Employers try to keep Workers’ Compensation claims to a minimum while being attentive to the coverage of their employees. Safer workplaces though are the quickest way to lower claims, which ultimately lowers insurance rates.

6 Action Steps to Make Workplace Safety a Reality

  1. Develop a plan that makes safety a “value”, rather than a “priority.” Priorities change, but a company value remains part of the everyday company culture. Put the plan and the company’s values regarding safety in writing. Communicate the plan and company values to all employees.
  2. Formulate a policy that holds employees accountable for following safety procedures, as per the official company plan. For example, some companies have a policy that states, “Working safely is a condition of employment.”
  3. Outline a disciplinary program that clearly explains the actions to be followed if an employee breaks the rules or files a false claim.
  4. Create incentives/rewards for employees who follow safety procedures, and create a hotline number where employees can anonymously report dishonest or unsafe employees.
  5. Make it clear that upper management fully endorses the safety plan and the subsequent penalties and rewards.
  6. Plan regular safety meetings or discussion forums to cover specific safety issues with employees.

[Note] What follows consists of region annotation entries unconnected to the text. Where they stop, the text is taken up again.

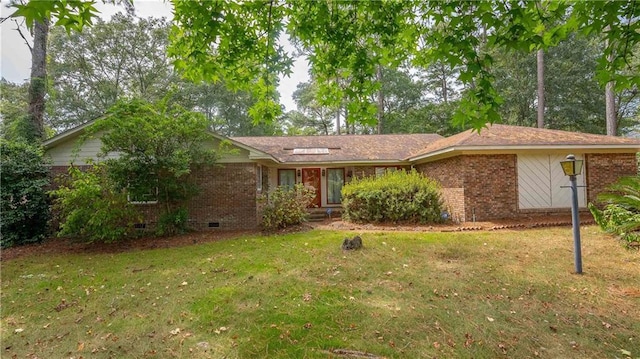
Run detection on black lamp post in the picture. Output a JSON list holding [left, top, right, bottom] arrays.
[[560, 155, 583, 274]]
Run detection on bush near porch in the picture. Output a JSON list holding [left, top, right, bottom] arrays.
[[342, 170, 443, 223]]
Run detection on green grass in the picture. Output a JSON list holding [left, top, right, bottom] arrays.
[[1, 227, 640, 358]]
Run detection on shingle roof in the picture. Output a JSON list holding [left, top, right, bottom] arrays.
[[232, 134, 443, 163], [407, 124, 640, 159]]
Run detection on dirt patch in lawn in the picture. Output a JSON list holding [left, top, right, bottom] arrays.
[[0, 231, 258, 261], [0, 214, 594, 261], [310, 213, 595, 232]]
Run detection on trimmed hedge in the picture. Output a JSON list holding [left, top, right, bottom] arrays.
[[342, 170, 443, 223]]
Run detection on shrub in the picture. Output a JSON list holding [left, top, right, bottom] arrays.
[[51, 164, 140, 243], [589, 176, 640, 249], [261, 184, 315, 231], [342, 170, 442, 223], [0, 140, 49, 248]]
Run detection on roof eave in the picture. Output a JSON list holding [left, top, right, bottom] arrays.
[[406, 144, 640, 162], [42, 119, 97, 150]]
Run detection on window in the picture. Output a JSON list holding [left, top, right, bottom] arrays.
[[327, 168, 344, 204], [278, 169, 296, 188]]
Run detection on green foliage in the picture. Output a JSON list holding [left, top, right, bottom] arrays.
[[170, 0, 640, 129], [51, 164, 140, 243], [0, 140, 49, 248], [261, 183, 316, 231], [85, 99, 219, 217], [342, 170, 442, 223], [11, 0, 101, 32], [156, 207, 189, 236], [589, 176, 640, 249]]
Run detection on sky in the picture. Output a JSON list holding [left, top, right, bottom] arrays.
[[0, 0, 309, 111]]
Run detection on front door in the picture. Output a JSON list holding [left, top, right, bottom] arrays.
[[302, 168, 321, 207]]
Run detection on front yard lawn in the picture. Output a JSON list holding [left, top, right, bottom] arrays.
[[0, 227, 640, 358]]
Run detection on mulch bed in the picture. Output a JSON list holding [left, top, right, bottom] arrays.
[[0, 215, 594, 261]]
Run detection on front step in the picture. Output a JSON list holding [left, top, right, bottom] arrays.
[[307, 207, 342, 222]]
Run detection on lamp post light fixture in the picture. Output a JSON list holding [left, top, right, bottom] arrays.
[[560, 155, 583, 274]]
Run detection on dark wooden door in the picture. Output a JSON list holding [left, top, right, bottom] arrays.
[[302, 168, 322, 207]]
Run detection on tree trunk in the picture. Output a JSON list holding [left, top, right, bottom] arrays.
[[29, 19, 49, 142], [536, 49, 544, 128], [604, 81, 618, 136], [376, 65, 384, 135], [604, 26, 618, 136]]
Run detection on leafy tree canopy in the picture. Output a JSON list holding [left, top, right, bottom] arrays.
[[170, 0, 640, 128], [85, 99, 220, 212], [11, 0, 640, 129]]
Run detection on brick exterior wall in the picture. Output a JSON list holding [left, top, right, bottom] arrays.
[[585, 153, 638, 203], [462, 155, 518, 221], [416, 155, 518, 222], [51, 163, 259, 231], [415, 156, 466, 222], [415, 153, 638, 221]]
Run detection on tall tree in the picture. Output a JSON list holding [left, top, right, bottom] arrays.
[[11, 0, 640, 129], [536, 49, 544, 128], [49, 13, 172, 129], [48, 13, 277, 136], [2, 0, 133, 143], [0, 78, 30, 140], [29, 18, 49, 142]]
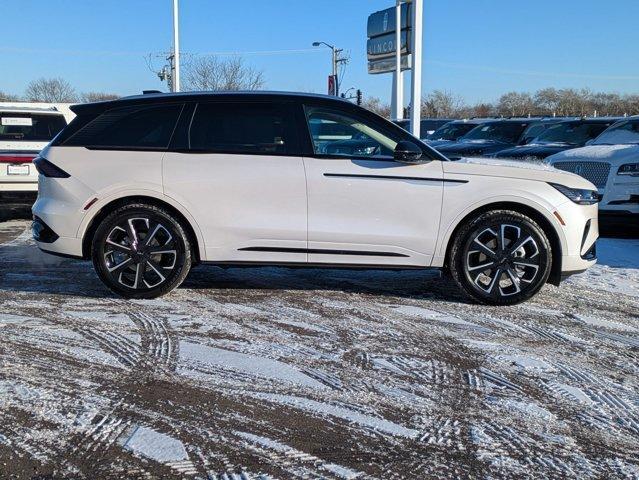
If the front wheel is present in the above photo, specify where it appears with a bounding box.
[91,204,192,298]
[449,210,552,305]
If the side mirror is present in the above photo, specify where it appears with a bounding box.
[393,140,424,163]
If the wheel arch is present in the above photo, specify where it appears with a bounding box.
[81,194,204,263]
[444,201,563,285]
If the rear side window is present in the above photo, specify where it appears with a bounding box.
[189,102,298,155]
[0,112,67,142]
[63,104,182,149]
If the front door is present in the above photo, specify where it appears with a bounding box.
[304,105,443,266]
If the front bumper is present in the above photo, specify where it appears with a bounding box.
[555,201,599,280]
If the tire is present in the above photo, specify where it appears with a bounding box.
[91,203,193,298]
[449,210,552,305]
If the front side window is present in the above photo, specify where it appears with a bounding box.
[535,122,606,145]
[306,107,400,158]
[428,122,477,140]
[593,120,639,145]
[64,104,182,149]
[462,122,528,143]
[0,112,67,142]
[189,102,296,155]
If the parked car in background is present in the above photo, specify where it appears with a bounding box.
[547,117,639,225]
[437,118,559,160]
[426,118,487,148]
[491,117,619,160]
[394,118,454,140]
[33,92,598,308]
[0,103,73,207]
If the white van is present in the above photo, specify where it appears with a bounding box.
[0,102,75,207]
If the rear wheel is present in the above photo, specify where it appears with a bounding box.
[92,204,192,298]
[450,210,552,305]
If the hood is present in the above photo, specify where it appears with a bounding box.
[442,158,596,190]
[547,145,639,165]
[494,143,575,159]
[426,140,453,148]
[0,140,49,152]
[437,140,513,155]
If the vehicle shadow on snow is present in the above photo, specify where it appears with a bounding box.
[180,265,467,302]
[0,244,466,302]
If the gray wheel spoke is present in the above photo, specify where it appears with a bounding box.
[468,262,497,272]
[147,260,166,283]
[474,238,497,258]
[107,257,133,274]
[500,268,521,296]
[133,261,146,288]
[106,239,131,255]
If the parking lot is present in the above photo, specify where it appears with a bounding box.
[0,215,639,479]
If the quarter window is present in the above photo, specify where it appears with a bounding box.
[189,102,296,155]
[306,107,400,158]
[64,104,182,149]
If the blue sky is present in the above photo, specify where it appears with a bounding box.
[0,0,639,102]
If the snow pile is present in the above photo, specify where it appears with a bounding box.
[458,157,556,171]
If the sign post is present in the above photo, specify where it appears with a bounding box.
[410,0,424,138]
[391,0,404,120]
[366,0,423,133]
[328,75,337,95]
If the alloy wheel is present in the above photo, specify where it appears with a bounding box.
[104,217,178,290]
[464,224,546,298]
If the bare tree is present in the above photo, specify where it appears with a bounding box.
[25,78,78,102]
[362,97,390,118]
[0,90,20,102]
[80,92,120,103]
[422,90,466,118]
[182,56,265,91]
[497,92,535,117]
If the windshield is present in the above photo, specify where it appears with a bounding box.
[462,122,528,143]
[532,122,608,145]
[0,112,67,142]
[593,120,639,145]
[428,123,477,140]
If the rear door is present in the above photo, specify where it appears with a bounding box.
[164,101,307,263]
[302,102,443,266]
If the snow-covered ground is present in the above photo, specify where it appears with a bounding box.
[0,222,639,479]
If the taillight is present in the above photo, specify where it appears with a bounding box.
[0,153,35,163]
[33,156,71,178]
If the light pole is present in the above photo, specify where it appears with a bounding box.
[393,0,404,120]
[410,0,424,138]
[313,42,344,97]
[173,0,180,92]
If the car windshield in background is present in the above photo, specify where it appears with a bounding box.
[428,123,477,140]
[0,112,67,142]
[533,122,606,145]
[593,120,639,145]
[462,122,528,143]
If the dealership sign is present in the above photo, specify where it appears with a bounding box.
[366,3,411,73]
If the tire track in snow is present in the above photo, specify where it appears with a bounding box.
[128,311,179,372]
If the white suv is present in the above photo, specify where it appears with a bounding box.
[33,92,598,305]
[546,117,639,226]
[0,103,67,207]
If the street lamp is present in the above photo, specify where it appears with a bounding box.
[313,42,342,97]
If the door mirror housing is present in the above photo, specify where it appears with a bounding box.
[393,140,424,163]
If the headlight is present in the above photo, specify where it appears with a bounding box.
[550,183,599,205]
[617,163,639,177]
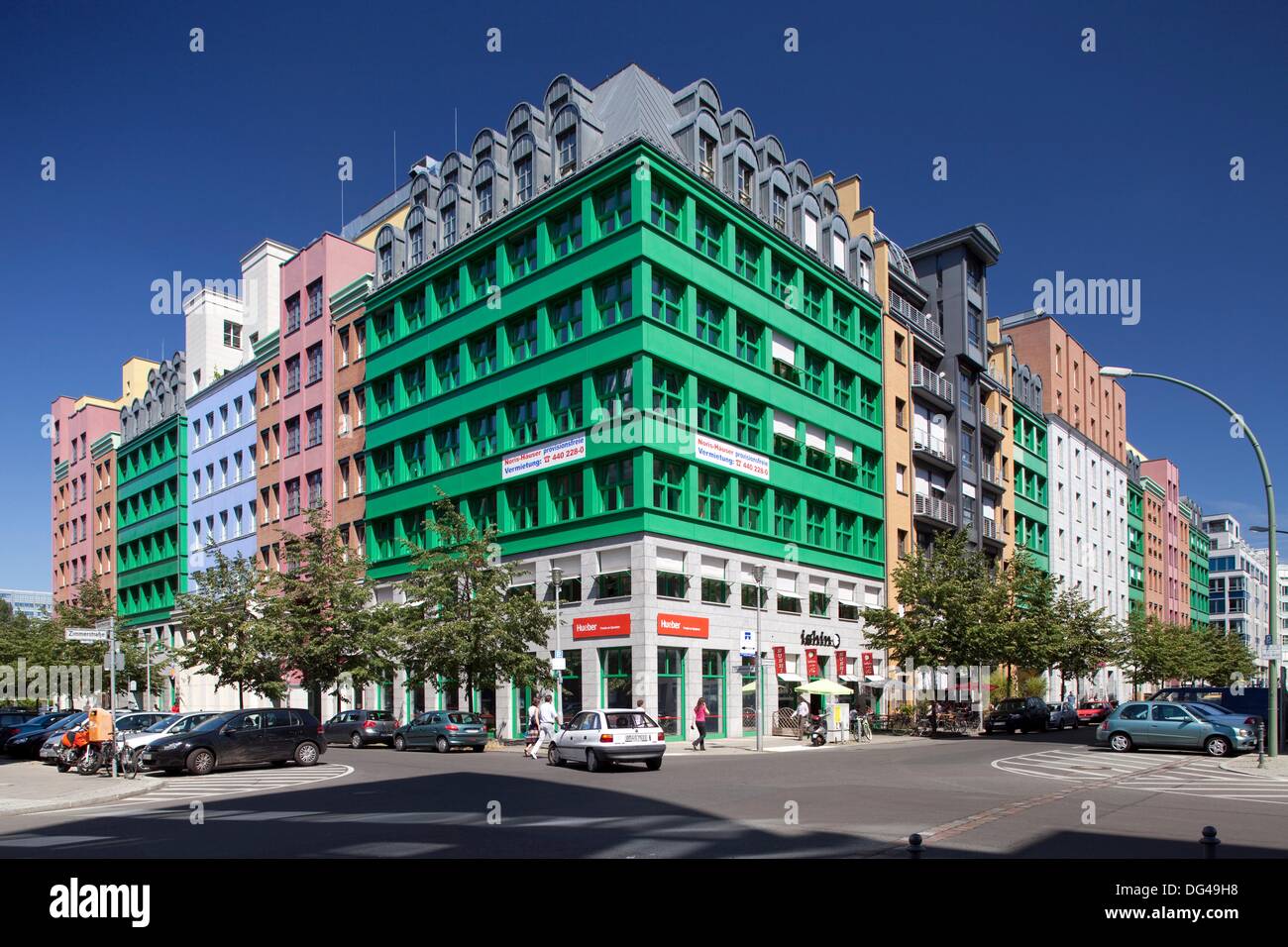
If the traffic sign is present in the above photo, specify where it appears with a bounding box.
[63,627,107,642]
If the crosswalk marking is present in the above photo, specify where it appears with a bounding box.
[991,747,1288,805]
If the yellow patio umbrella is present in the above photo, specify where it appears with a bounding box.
[796,678,854,695]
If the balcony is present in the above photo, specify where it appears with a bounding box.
[912,362,954,410]
[979,404,1006,437]
[912,433,954,469]
[912,493,957,526]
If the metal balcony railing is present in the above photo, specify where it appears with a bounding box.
[912,493,957,526]
[912,364,953,402]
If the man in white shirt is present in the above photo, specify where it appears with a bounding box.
[532,694,558,759]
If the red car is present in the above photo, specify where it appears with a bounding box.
[1078,701,1115,724]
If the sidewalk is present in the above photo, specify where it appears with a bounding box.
[1220,753,1288,783]
[0,759,161,818]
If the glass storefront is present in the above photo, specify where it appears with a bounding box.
[702,650,726,737]
[599,648,635,707]
[657,648,684,740]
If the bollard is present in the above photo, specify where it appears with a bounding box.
[1199,826,1221,861]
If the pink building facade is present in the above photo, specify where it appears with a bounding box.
[1140,458,1190,625]
[278,233,374,549]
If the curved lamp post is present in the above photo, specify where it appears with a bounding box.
[1100,366,1283,756]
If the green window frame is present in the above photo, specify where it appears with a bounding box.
[653,362,686,416]
[774,491,800,540]
[550,377,583,434]
[505,395,537,447]
[505,480,537,530]
[550,295,585,346]
[738,480,765,532]
[698,471,729,523]
[734,316,765,368]
[595,180,631,237]
[595,273,635,329]
[652,271,684,329]
[693,210,725,262]
[698,381,728,437]
[649,181,684,237]
[595,458,635,513]
[548,207,581,259]
[733,233,761,286]
[653,458,686,513]
[550,469,585,523]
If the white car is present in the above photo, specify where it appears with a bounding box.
[125,710,220,750]
[546,708,666,773]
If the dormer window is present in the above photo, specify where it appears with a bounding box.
[698,133,716,184]
[441,204,456,246]
[555,125,577,176]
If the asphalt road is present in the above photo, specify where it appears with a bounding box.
[0,729,1288,858]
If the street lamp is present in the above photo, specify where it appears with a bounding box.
[1100,366,1283,756]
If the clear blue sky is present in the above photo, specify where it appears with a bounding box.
[0,0,1288,588]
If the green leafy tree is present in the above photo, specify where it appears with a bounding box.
[257,507,391,714]
[175,549,287,707]
[390,492,554,710]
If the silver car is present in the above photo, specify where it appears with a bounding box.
[1047,703,1078,730]
[546,708,666,773]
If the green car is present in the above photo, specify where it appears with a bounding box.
[394,710,486,753]
[1096,701,1257,756]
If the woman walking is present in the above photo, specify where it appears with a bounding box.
[693,697,707,750]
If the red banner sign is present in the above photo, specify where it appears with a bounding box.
[657,613,711,638]
[572,614,631,640]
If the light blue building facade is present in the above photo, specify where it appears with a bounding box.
[188,359,258,586]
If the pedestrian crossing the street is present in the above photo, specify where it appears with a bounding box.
[68,763,353,809]
[992,747,1288,805]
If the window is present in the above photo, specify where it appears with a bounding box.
[649,183,682,237]
[550,471,583,523]
[595,365,635,417]
[733,233,761,286]
[306,343,322,385]
[698,471,729,523]
[653,362,684,416]
[309,279,326,322]
[469,330,496,378]
[653,458,684,513]
[595,458,635,513]
[550,377,583,434]
[506,231,537,279]
[693,211,725,261]
[735,316,765,368]
[506,398,537,447]
[697,295,724,348]
[595,180,631,236]
[653,273,684,326]
[550,295,584,346]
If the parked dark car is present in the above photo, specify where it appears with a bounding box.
[136,707,326,776]
[984,697,1051,733]
[394,710,486,753]
[0,710,76,747]
[4,710,87,764]
[322,710,398,750]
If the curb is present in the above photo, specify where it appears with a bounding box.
[0,773,161,818]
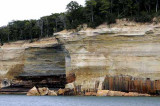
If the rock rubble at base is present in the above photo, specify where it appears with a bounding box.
[27,87,57,96]
[27,87,151,97]
[96,90,151,97]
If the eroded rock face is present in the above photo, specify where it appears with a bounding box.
[55,20,160,93]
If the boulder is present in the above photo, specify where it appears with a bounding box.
[38,87,49,96]
[48,90,57,96]
[27,86,40,96]
[57,88,66,95]
[108,91,115,96]
[85,92,97,96]
[65,83,75,90]
[96,90,109,96]
[114,91,125,96]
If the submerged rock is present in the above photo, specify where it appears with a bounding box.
[48,90,57,96]
[96,90,109,96]
[27,86,40,96]
[38,87,49,96]
[85,92,97,96]
[65,83,75,90]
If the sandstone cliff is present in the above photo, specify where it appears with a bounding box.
[0,20,160,94]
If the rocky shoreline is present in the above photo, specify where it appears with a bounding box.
[26,87,151,97]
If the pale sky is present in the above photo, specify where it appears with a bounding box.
[0,0,85,26]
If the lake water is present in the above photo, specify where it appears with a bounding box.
[0,95,160,106]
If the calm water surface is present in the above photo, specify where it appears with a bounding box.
[0,95,160,106]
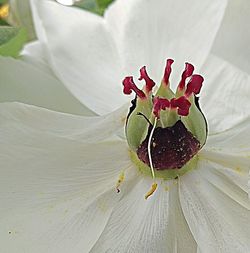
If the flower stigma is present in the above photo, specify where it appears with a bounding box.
[123,59,207,199]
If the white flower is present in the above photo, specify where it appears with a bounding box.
[0,0,250,253]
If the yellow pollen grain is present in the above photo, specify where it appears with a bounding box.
[145,183,157,199]
[115,172,125,192]
[0,4,10,19]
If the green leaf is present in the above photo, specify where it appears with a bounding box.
[0,19,9,26]
[0,26,27,57]
[0,0,8,5]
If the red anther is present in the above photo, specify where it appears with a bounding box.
[163,59,174,85]
[185,75,204,97]
[139,66,155,93]
[153,97,170,119]
[170,96,191,116]
[178,62,194,90]
[122,76,146,99]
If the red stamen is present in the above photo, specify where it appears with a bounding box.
[163,59,174,85]
[170,96,191,116]
[122,76,146,99]
[153,97,170,119]
[185,75,204,97]
[139,66,155,93]
[178,62,194,90]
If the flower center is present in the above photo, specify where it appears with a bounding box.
[123,59,207,179]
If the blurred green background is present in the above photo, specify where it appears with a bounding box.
[0,0,114,58]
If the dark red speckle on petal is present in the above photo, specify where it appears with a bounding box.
[185,75,204,97]
[137,120,200,170]
[153,97,170,118]
[178,62,194,90]
[170,96,191,116]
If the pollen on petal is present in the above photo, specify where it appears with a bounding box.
[185,75,204,97]
[122,76,146,99]
[153,97,170,118]
[139,66,155,93]
[178,62,194,90]
[163,59,174,84]
[170,96,191,116]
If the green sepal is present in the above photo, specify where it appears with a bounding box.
[155,81,175,100]
[126,98,152,151]
[181,95,208,146]
[0,26,27,57]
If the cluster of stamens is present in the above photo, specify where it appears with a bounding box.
[123,59,204,197]
[123,59,204,118]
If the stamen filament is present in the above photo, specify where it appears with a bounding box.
[148,118,157,179]
[145,118,157,199]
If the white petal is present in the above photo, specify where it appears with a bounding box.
[105,0,227,85]
[212,0,250,74]
[8,0,36,40]
[0,57,93,115]
[90,179,196,253]
[200,118,250,173]
[0,103,125,143]
[21,40,51,72]
[30,0,127,113]
[200,118,250,201]
[180,163,250,253]
[200,55,250,134]
[0,105,131,253]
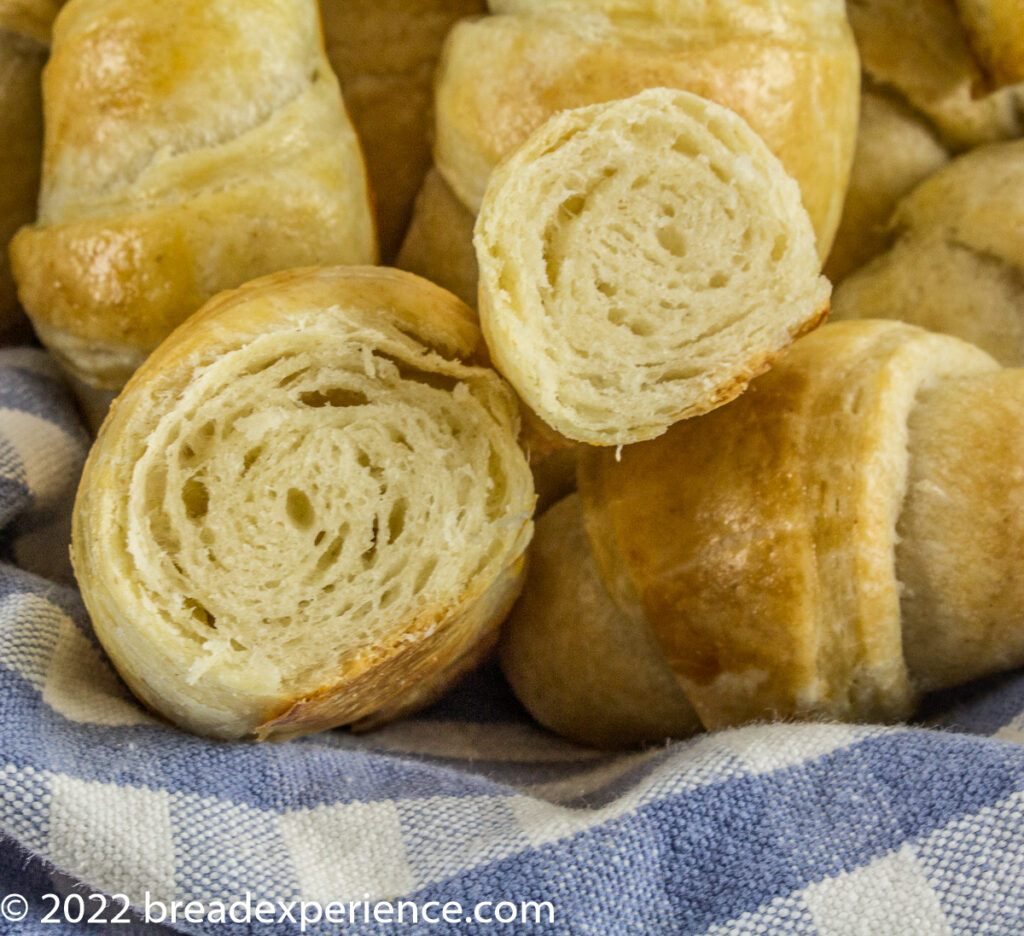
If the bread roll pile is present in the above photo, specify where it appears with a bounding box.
[0,0,1024,747]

8 Steps to a Legitimate Claim

Accidents happen, and employers and employees will always strive to prevent them. If an accident does happen though, here are some steps to take to make sure the claim is legitimate.

  1. Complete the accident report as soon as possible
  2. Include as much detail in the report as possible
  3. Take photos of the scene, employee, and injury.
  4. Interview and record the explanations/descriptions of anyone who witnessed the incident.
  5. Require a drug test of the employee claiming the injury.
  6. Check to see if the claimant is a repeat offender.
  7. Review the Workers’ Compensation claim for accuracy, deductible amounts, and associated costs pertaining to the injury.
  8. Consolidate the tracking of the case so that several entities, such as human resources, safety managers, and supervisors of the claimant, can view the details of the incident, the problem that needs to be fixed, or the duration of care/time off of work for the employee.

5 Common Ways Employers Commit Insurance Fraud

Employees are not the only ones to commit insurance fraud. Employer fraud is also very serious. Five ways employers might commit insurance fraud to evade Workers’ Compensation laws are:

  1. Underestimating payroll numbers to reduce premiums.
  2. Classifying employers as independent contractors when they are not.
  3. Skewing job descriptions to qualify for lower premiums.
  4. Hiring undocumented workers to avoid Workers’ Compensation premiums.
  5. Failing to carry Workers’ Compensation insurance for qualified employees.

Workers’ compensation insurance fraud is serious. False reporting of an injury is also a serious issue. The Solution? Focus on workplace safety and remain aware of ways employees and employers alike can commit workers’ compensation insurance fraud.